ND : Beaucoup de vos images emblématiques ont été prises dans le métro de New York. Comment avez-vous opéré ? Y a-t-il eu un moment spécial où vous avez toujours pris le train et pris des photos ? Aviez-vous une ligne de train préférée ?
Jamel Shabazz : Pendant une grande partie de ma vie, j’ai travaillé à Manhattan et me suis rendu au travail chaque jour, ayant toujours mon appareil photo sorti et réglé correctement pour capturer tout moment soudain qui se présentait à moi. L’écrasante majorité de mes photographies ont été prises en allant et en revenant du travail, car j’ai travaillé plusieurs quarts de travail, des visites tôt le matin commençant à 4h du matin à 9h du matin, au cœur de l’heure de pointe pleine d’action. Les samedis soirs étaient mes moments préférés pour prendre les trains, principalement parce qu’ils étaient pleins de jeunes qui sortaient pour s’amuser, souvent dans une ambiance de fête et habillés pour l’occasion. Ma ligne de train préférée au début des années 1980 était le J Train en provenance de Jamaica Queens. Un train en plein air (au lieu d’être sous terre dans le métro) à travers le Queens, Brooklyn et le pont de Williamsburg, et la lumière naturelle m’a permis d’obtenir de superbes images sans avoir à utiliser de flash.
ND : 2022 a été particulièrement chargée pour vous jusqu’à présent, avec de nombreux salons en cours ainsi que d’autres expositions et projets en préparation. Qu’attendez-vous le plus?

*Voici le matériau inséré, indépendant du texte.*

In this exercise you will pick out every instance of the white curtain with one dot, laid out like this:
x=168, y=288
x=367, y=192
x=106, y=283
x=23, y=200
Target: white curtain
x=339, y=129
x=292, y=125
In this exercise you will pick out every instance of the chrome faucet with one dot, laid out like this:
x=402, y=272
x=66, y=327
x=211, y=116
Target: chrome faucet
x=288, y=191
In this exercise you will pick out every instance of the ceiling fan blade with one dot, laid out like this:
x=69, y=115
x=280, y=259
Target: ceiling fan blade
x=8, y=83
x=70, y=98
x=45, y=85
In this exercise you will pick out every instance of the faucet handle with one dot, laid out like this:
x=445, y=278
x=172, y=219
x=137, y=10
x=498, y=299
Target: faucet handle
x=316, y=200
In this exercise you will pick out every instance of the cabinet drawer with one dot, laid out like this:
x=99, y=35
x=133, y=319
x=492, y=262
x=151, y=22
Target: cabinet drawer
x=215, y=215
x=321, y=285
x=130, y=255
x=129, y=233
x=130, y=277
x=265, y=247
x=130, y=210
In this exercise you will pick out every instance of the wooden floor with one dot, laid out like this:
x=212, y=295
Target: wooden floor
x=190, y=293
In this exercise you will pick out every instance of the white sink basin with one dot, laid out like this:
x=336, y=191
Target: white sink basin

Jamel Shabazz : Oui, le début de 2022 a été l’une des périodes les plus chargées jusqu’à présent, avec trois grandes expositions personnelles consécutives dans trois grandes villes. En ce moment, je suis vraiment enthousiasmé par mon exposition personnelle au Bronx Museum of the Arts, intitulée Eyes on the Street, organisée par Antonio Sergio Bessa et sera inaugurée le 6 avril. Cette exposition se concentrera entièrement sur mes photographies de rue de New York, de 1980 jusqu’en 2020, et de nombreuses photographies de cette exposition n’ont jamais été vues auparavant. J’attends également avec impatience la réédition de mon livre A Time Before Crack, publié par Powerhouse Books. Cette édition révisée comprend des textes d’un certain nombre d’écrivains qui ont mis en lumière l’impact de l’épidémie de crack et même des témoignages personnels. Il comprendra également un grand nombre de photographies inédites et devrait sortir dans les mois à venir.
ND : Quel conseil donneriez-vous à la prochaine génération de photographes de rue ?
Jamel Shabazz : Le meilleur conseil que je puisse donner est le suivant : emportez votre appareil photo partout où vous allez, sortez-le et préparez-vous à capturer n’importe quel moment, à n’importe quand. Il est également bon d’avoir des thèmes particuliers à l’esprit car cela aide le processus créatif.
Curieux d’en savoir plus ? Suivez Jamel Shabazz sur Instagram à @jamelshabazz et consultez son site Web http://www.jamelshabazz.com/
Ne manquez pas non plus sa dernière exposition à la Galerie Bene Taschen. Les photographies de Jamel Shabazz : 1980 – 1989 seront exposées jusqu’au 22 juin 2022 à la Moltkestrasse 81 à Cologne.